Gear: Once you find the rocks you will have read this and brought with you: a towel, fairly large scrub brush and crash pad. The salt, sand, and wind leaves a crust on much of the rock that can be fairly easily cleaned, but without cleaning expect having to brush with your hand or foot before each placement. Chalk and shoes – well, do what feels best.

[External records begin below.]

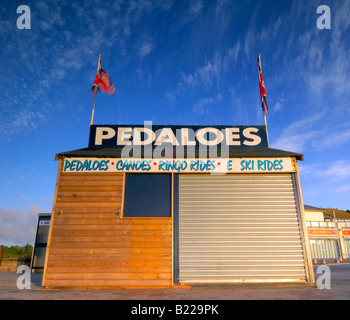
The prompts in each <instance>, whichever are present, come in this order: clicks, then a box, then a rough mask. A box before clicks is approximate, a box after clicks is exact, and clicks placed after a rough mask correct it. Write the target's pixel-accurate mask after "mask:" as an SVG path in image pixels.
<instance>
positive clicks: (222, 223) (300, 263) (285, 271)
mask: <svg viewBox="0 0 350 320" xmlns="http://www.w3.org/2000/svg"><path fill="white" fill-rule="evenodd" d="M293 190H294V189H293V182H292V176H291V174H226V175H207V174H196V175H194V174H192V175H191V174H187V175H179V281H180V283H245V282H247V283H248V282H250V283H256V282H280V283H281V282H302V283H305V282H306V281H307V280H306V270H305V265H304V258H303V250H302V243H301V235H300V229H299V223H298V218H297V211H296V203H295V197H294V191H293Z"/></svg>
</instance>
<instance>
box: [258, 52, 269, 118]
mask: <svg viewBox="0 0 350 320" xmlns="http://www.w3.org/2000/svg"><path fill="white" fill-rule="evenodd" d="M258 70H259V87H260V98H261V107H262V109H263V112H264V115H266V113H267V109H268V108H267V100H266V89H265V83H264V78H263V76H262V69H261V61H260V54H259V55H258Z"/></svg>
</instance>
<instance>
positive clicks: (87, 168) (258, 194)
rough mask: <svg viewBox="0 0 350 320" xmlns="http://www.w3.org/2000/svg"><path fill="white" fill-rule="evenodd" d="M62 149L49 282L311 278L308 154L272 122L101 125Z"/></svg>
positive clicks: (220, 281) (53, 283)
mask: <svg viewBox="0 0 350 320" xmlns="http://www.w3.org/2000/svg"><path fill="white" fill-rule="evenodd" d="M56 160H58V161H59V163H58V174H57V183H56V191H55V197H54V203H53V210H52V216H51V224H50V232H49V237H48V243H47V252H46V258H45V268H44V274H43V285H44V286H47V287H115V286H117V287H119V286H122V287H135V286H137V287H150V286H176V285H195V284H206V285H211V284H213V285H215V284H244V283H247V284H253V283H259V284H265V283H266V284H270V283H280V284H282V283H283V284H306V285H311V284H313V283H314V275H313V269H312V260H311V254H310V249H309V245H308V234H307V229H306V224H305V217H304V205H303V199H302V193H301V188H300V181H299V172H298V165H297V161H298V160H303V155H302V154H299V153H293V152H288V151H283V150H276V149H272V148H269V147H268V141H267V134H266V128H265V126H215V127H213V126H152V125H150V124H146V125H144V126H140V125H139V126H131V125H120V126H117V125H92V126H91V127H90V137H89V146H88V147H87V148H84V149H79V150H73V151H68V152H62V153H59V154H57V155H56Z"/></svg>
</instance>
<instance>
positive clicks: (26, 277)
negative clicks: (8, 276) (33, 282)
mask: <svg viewBox="0 0 350 320" xmlns="http://www.w3.org/2000/svg"><path fill="white" fill-rule="evenodd" d="M17 273H21V275H20V276H19V277H18V279H17V288H18V289H20V290H23V289H30V282H31V280H30V274H31V272H30V268H29V267H28V266H26V265H21V266H19V267H18V268H17Z"/></svg>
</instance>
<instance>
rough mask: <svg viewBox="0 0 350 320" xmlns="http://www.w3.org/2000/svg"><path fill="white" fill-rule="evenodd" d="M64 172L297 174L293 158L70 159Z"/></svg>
mask: <svg viewBox="0 0 350 320" xmlns="http://www.w3.org/2000/svg"><path fill="white" fill-rule="evenodd" d="M62 170H63V172H81V173H85V172H87V173H88V172H100V173H103V172H134V173H136V172H137V173H155V172H157V173H172V172H173V173H213V174H215V173H217V174H226V173H272V172H275V173H276V172H294V171H295V168H294V166H293V160H292V158H232V159H225V158H210V159H188V158H187V159H120V158H103V159H101V158H68V159H65V160H64V164H63V169H62Z"/></svg>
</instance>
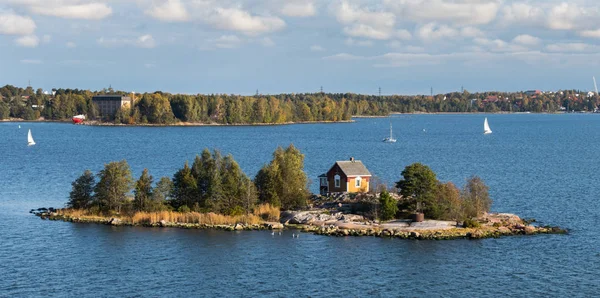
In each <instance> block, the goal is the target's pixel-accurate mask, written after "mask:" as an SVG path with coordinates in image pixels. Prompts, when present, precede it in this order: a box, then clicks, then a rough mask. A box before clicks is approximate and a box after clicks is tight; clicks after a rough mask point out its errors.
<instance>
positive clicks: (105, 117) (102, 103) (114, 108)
mask: <svg viewBox="0 0 600 298" xmlns="http://www.w3.org/2000/svg"><path fill="white" fill-rule="evenodd" d="M92 102H93V103H95V104H96V105H98V109H99V110H100V114H101V115H102V117H103V118H108V117H113V116H114V115H115V113H116V112H117V111H118V110H119V109H121V108H125V107H131V106H132V104H133V102H132V100H131V98H130V97H127V96H121V95H96V96H94V97H92Z"/></svg>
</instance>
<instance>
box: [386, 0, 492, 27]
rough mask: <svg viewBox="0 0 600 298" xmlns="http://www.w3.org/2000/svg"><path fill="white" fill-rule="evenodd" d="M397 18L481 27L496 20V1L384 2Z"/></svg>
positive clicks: (409, 19) (411, 0) (490, 0)
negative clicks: (472, 25) (395, 14)
mask: <svg viewBox="0 0 600 298" xmlns="http://www.w3.org/2000/svg"><path fill="white" fill-rule="evenodd" d="M383 2H384V4H385V5H386V7H388V8H389V9H391V10H392V11H394V12H395V13H396V14H397V15H398V17H401V18H403V19H404V18H406V19H409V20H412V21H414V22H421V23H427V22H439V23H451V24H458V25H483V24H489V23H491V22H492V21H494V20H495V19H496V15H497V14H498V11H499V9H500V1H497V0H400V1H398V0H384V1H383Z"/></svg>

Safety:  This area is primarily hardened sediment. I am sure there is a more scientific name but essentially it looks like mud with rocks in it. This mud rock tends to break loose so it helps to test holds whenever possible before climbing and during the climb before fully weighting any hold. Check out Dr. Kevin Fawcett Get a FA @ Indian Beach's Secret Cove:
Neah-kah-nie Cliffs: Located on Hwy. 101 as you enter Manzanita from the north, these basalt cliffs have been mentioned in a number of sources for climbing on the North Coast but the reality is that the climbing is sketchy and isolated. Manzanita is known for high winds which are concentrated on these walls, so if you get in bad spot or get hurt you can expect not to be heard and have a 50/50 chance of cell service. The rock can be solid in spots but is mostly loose and tends to break off in huge death chunks. That said, some great panoramic climbing exists if you can stomach the risk. The person who told us about this area stopped climbing there after two seasons because they said everything moves and it was just a matter of time until something fell on them or their partner.

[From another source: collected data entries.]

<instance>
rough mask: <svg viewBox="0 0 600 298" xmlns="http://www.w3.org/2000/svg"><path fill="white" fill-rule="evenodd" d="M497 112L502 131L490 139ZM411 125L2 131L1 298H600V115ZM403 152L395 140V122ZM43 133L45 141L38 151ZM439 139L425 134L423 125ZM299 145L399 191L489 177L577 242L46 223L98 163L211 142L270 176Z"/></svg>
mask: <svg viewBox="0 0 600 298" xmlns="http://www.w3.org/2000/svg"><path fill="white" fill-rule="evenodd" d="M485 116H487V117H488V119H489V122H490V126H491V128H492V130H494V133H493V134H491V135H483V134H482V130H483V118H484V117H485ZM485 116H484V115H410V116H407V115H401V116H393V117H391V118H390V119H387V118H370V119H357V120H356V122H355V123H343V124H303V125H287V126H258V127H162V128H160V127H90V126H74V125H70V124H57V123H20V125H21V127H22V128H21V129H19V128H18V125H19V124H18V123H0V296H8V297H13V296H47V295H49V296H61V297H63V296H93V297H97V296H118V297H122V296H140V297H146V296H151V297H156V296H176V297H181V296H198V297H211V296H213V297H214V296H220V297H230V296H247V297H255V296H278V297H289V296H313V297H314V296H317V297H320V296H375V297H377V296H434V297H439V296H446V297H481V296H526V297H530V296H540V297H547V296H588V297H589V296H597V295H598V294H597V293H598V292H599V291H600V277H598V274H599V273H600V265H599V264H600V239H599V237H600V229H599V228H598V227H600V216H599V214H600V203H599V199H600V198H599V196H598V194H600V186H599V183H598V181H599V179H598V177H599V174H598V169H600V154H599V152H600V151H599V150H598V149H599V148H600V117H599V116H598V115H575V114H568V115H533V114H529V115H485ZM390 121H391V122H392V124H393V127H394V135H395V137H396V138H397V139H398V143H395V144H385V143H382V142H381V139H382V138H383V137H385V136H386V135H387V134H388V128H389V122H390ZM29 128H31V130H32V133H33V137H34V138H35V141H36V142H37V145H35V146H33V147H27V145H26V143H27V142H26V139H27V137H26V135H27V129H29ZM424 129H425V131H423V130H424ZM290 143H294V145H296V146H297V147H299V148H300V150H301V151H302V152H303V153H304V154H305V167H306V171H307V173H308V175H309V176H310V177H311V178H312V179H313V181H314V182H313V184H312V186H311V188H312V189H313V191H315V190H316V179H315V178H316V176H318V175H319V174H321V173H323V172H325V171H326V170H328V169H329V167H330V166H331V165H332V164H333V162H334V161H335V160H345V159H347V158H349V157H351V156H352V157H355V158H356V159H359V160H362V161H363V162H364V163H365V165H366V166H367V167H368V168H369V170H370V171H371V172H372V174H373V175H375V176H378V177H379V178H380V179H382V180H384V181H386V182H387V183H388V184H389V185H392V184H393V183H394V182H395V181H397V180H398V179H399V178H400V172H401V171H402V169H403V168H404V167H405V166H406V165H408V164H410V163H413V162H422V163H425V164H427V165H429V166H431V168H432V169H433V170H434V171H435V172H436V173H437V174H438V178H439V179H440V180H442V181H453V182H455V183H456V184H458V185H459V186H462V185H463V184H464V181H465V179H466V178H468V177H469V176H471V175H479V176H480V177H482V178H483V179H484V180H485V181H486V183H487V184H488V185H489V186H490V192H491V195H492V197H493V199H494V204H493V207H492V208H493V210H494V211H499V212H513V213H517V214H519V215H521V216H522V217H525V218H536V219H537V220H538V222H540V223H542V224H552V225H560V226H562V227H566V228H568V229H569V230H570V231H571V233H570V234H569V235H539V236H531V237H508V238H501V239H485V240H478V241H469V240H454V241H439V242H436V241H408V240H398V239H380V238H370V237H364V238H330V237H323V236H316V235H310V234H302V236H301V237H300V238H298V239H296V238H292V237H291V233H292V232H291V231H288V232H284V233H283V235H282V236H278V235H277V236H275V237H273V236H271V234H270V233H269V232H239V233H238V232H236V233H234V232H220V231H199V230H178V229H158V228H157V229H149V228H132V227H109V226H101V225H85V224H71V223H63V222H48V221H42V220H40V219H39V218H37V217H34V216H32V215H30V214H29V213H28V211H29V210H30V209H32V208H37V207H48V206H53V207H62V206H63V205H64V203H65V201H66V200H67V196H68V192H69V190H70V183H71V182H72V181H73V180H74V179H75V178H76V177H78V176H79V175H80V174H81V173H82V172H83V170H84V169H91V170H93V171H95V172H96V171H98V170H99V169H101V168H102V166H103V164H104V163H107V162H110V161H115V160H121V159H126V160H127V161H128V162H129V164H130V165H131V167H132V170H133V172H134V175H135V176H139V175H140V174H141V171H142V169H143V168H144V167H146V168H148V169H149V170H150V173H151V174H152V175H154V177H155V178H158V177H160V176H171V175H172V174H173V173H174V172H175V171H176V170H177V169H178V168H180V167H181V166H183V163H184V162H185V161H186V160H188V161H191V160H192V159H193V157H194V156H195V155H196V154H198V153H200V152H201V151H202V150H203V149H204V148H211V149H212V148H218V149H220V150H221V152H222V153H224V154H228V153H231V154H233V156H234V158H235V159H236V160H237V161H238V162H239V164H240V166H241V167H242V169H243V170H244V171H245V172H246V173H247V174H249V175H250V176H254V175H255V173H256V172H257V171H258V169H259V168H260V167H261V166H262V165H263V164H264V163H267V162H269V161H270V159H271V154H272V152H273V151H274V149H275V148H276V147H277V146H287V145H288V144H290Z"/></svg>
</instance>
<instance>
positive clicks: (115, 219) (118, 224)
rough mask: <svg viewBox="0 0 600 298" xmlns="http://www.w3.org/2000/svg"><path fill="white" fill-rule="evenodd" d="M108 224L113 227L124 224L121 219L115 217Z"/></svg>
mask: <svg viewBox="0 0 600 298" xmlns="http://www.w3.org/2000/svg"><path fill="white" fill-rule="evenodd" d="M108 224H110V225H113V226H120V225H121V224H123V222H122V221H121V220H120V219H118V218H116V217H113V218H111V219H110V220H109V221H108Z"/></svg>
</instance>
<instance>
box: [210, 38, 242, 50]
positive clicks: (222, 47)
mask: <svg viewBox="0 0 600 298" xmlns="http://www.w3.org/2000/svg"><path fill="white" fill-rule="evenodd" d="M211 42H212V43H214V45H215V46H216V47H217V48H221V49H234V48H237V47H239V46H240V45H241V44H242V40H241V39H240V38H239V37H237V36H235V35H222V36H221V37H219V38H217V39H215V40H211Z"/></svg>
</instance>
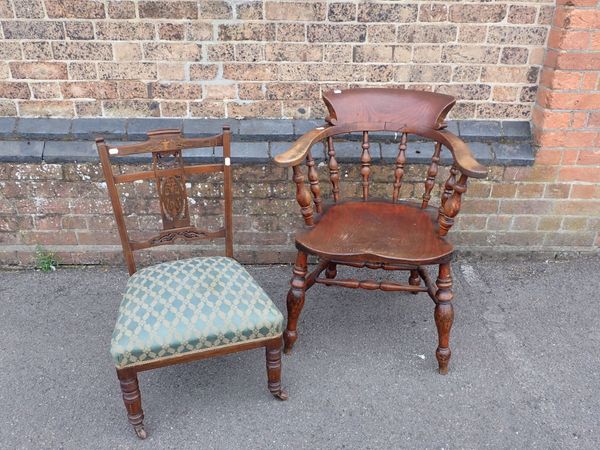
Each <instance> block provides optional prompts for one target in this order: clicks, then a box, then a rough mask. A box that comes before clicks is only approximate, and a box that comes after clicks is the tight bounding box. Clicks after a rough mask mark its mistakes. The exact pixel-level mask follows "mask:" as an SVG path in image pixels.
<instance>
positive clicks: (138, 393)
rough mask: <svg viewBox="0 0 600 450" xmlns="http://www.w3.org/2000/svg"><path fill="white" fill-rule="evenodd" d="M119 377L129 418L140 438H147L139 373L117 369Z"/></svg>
mask: <svg viewBox="0 0 600 450" xmlns="http://www.w3.org/2000/svg"><path fill="white" fill-rule="evenodd" d="M117 377H118V378H119V383H120V384H121V393H122V394H123V402H124V403H125V408H126V409H127V418H128V419H129V423H130V424H131V425H132V426H133V429H134V430H135V434H137V436H138V437H139V438H140V439H146V436H147V434H146V430H145V429H144V411H143V410H142V396H141V394H140V388H139V384H138V379H137V374H136V373H135V372H132V371H131V370H119V369H117Z"/></svg>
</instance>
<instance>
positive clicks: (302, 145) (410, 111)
mask: <svg viewBox="0 0 600 450" xmlns="http://www.w3.org/2000/svg"><path fill="white" fill-rule="evenodd" d="M323 100H324V102H325V104H326V106H327V109H328V116H327V117H326V119H325V121H326V124H325V125H324V126H322V127H317V128H315V129H313V130H312V131H309V132H308V133H306V134H304V135H303V136H302V137H300V138H299V139H298V140H297V141H296V142H295V143H294V144H293V145H292V147H291V148H290V149H289V150H287V151H286V152H284V153H282V154H279V155H277V156H276V157H275V163H276V164H277V165H279V166H281V167H292V169H293V181H294V182H295V184H296V200H297V202H298V204H299V205H300V210H301V212H302V216H303V218H304V229H302V230H300V231H299V232H298V233H297V234H296V240H295V244H296V248H297V250H298V253H297V257H296V263H295V265H294V269H293V276H292V280H291V289H290V291H289V293H288V296H287V310H288V320H287V328H286V330H285V332H284V342H285V346H284V352H285V353H289V352H290V351H291V349H292V347H293V345H294V343H295V342H296V339H297V338H298V331H297V327H298V318H299V316H300V312H301V311H302V308H303V306H304V298H305V293H306V291H307V290H308V289H310V288H311V287H312V286H313V285H314V284H316V283H318V284H323V285H327V286H341V287H347V288H351V289H357V288H361V289H380V290H383V291H401V292H411V293H414V294H417V293H419V292H426V293H427V294H428V295H429V297H431V299H432V300H433V302H434V303H435V313H434V318H435V323H436V327H437V332H438V346H437V350H436V352H435V353H436V357H437V360H438V366H439V373H441V374H446V373H447V372H448V362H449V360H450V346H449V338H450V329H451V327H452V322H453V318H454V312H453V306H452V299H453V293H452V275H451V270H450V263H451V260H452V255H453V251H454V250H453V247H452V244H451V243H450V242H449V241H448V239H447V236H446V235H447V234H448V231H449V230H450V228H451V227H452V225H453V224H454V219H455V217H456V215H457V214H458V212H459V211H460V207H461V201H462V195H463V194H464V193H465V191H466V190H467V179H468V178H485V177H486V175H487V169H486V168H485V167H483V166H482V165H481V164H479V163H478V162H477V161H476V160H475V158H474V157H473V155H472V154H471V151H470V150H469V147H468V146H467V144H465V143H464V142H463V141H462V140H460V139H459V138H458V137H457V136H455V135H454V134H452V133H451V132H449V131H447V130H446V129H445V128H446V126H447V125H446V123H445V122H444V119H445V117H446V115H447V114H448V112H449V111H450V109H451V108H452V106H453V105H454V103H455V100H454V98H453V97H451V96H448V95H442V94H437V93H431V92H422V91H412V90H405V89H395V88H356V89H348V90H334V91H330V92H327V93H325V94H324V95H323ZM353 132H358V133H360V138H361V143H360V147H359V149H360V161H359V164H360V180H358V181H359V186H358V189H357V190H358V191H360V192H361V194H362V195H361V197H360V198H350V199H345V200H342V199H341V198H340V197H341V196H340V178H344V177H341V176H340V172H341V169H340V166H339V164H338V162H337V160H336V151H335V148H334V137H336V136H339V135H348V134H350V133H353ZM371 132H391V133H395V134H396V136H398V137H399V145H398V153H397V157H396V159H395V163H394V165H393V168H392V169H391V170H390V173H389V180H390V197H391V198H387V199H379V198H371V197H370V195H369V187H370V185H371V180H370V175H371V172H372V168H371V167H372V163H373V159H374V157H373V156H372V155H371V151H370V148H371V144H370V141H369V133H371ZM409 135H416V136H418V137H419V138H420V139H423V138H425V139H427V140H431V141H433V143H432V145H431V149H432V156H431V165H430V166H429V168H428V170H427V173H426V178H425V180H424V183H423V187H422V190H421V192H422V200H421V201H419V202H414V201H408V200H401V199H400V192H401V187H402V183H403V179H404V175H405V172H406V170H407V169H406V162H407V148H408V145H409V144H410V143H409V141H408V136H409ZM319 142H323V143H324V147H325V153H326V155H327V157H326V162H327V168H328V172H329V183H328V184H330V185H331V189H330V192H331V197H332V198H331V200H329V201H328V202H325V201H323V199H322V195H321V187H320V184H319V174H318V171H317V167H316V165H315V158H314V157H313V154H312V153H311V148H312V147H313V146H314V145H315V144H316V143H319ZM357 145H359V144H357ZM320 148H321V146H317V151H319V150H320ZM442 148H445V149H447V150H448V153H449V155H450V157H451V159H452V164H451V167H450V170H449V176H448V178H447V180H446V181H445V183H443V185H442V186H441V200H440V204H439V207H435V208H434V207H432V206H430V205H429V201H430V199H431V195H432V191H433V189H434V187H435V185H436V183H437V181H436V177H437V175H438V172H439V171H440V163H441V159H442V155H441V152H442ZM304 164H305V165H306V166H307V168H308V170H307V172H308V174H307V180H306V179H305V173H304V171H303V168H302V166H303V165H304ZM307 181H308V186H307ZM409 181H410V180H409ZM309 255H313V256H315V257H316V258H317V260H318V264H317V266H316V268H315V269H314V270H313V271H312V272H311V273H310V274H307V272H308V269H307V258H308V256H309ZM430 265H437V266H439V272H438V273H439V274H438V277H437V280H436V282H435V284H434V283H433V282H432V281H431V279H430V277H429V275H428V272H427V270H426V267H427V266H430ZM338 266H351V267H366V268H369V269H383V270H385V271H389V270H401V271H406V272H408V273H409V274H410V275H409V277H408V280H407V281H408V282H407V283H406V284H403V283H398V282H392V281H382V282H379V281H373V280H355V279H339V278H337V267H338ZM323 272H325V276H324V277H321V274H322V273H323Z"/></svg>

The walls act as a watershed and with winter freezes, large blocks which seemed solid one year will be missing the next. There is natural pro available but not an abundance of it because everything is so loose. Storms roll in quickly and the rock feels like snot on glass when wet so if in doubt that it may about to rain, GET OUT!
If you have adventure in your blood and a lack of responsibility at home, you will find a set of anchors under the bridge at the last turnoff, of which there is a short 5.6/7 climb you can top rope or lead, named “503” originally climbed by Drake T. in 1996. This would be the only climb our source would consider safe. Past this, the ground is covered in shale so stay on rappel as you descend to the next anchors that will take you to the Zeppelin Wall. These anchors were fresh in the year of placement, 2006, but the current condition is unknown. You will pass a bolt on the way down to your left. Remember that location for getting out as it is the only placement until you get to the bottom of “503.” Don’t risk it! Descend and ascend roped up. A 60M rope doubled will get you to the second set of anchors. From here you need two 60M ropes or hang one static 60M to reach the Zeppelin Wall. A 50M will get you to the bottom of “Dave’s Great Escape” which has a set of anchors that you can set up on to reach the Zeppelin Wall. On the way down, look left and make a mental note of the bolts that connect “Dave’s Great Escape,” 5.6/8+, originally climbed in 2007 by David U and Mark T. This is a super fun route if you follow the most direct line between bolts but can easily be cheated in the event you do need to escape rain or darkness. Your goal is to reach a ledge midway on the Zeppelin Wall with the third anchor, which will set you up to climb the upper or lower half. The Zeppelin Wall is awesome. Solid rock / fantastic exposure. If it was all like this I would still climb here. The wall is two pitches and the beta is posted below. Anchors are SS and removable with work if you know how to work with sleeves. If you don’t, find out first before you ruin the setup for future users. Bolts fresh in 2006/2007. Climb at your own risk.
“503” 5.6/7: bolted 
Dave’s Great Escape 5.6/8: bolted (some natural pro exists but useless if wet) 
You Shook Me 5.7: Standard rack small to hands. Two pitches. Bring 6’ tape or long sling to wrap off is anchor is shot.
Ramble On 5.7 : Trad hands and a couple bolts. Follow ramp until you see bolts above you then go up.
Stairway To Heaven 5.9+:  TR (use “you shook me” to reach top and set up) 
Immigrant Song 5.9+ : Thin crack could go Trad but recommend TR.
Immigrant Song 5.9+ : Thin crack could go Trad but recommend TR.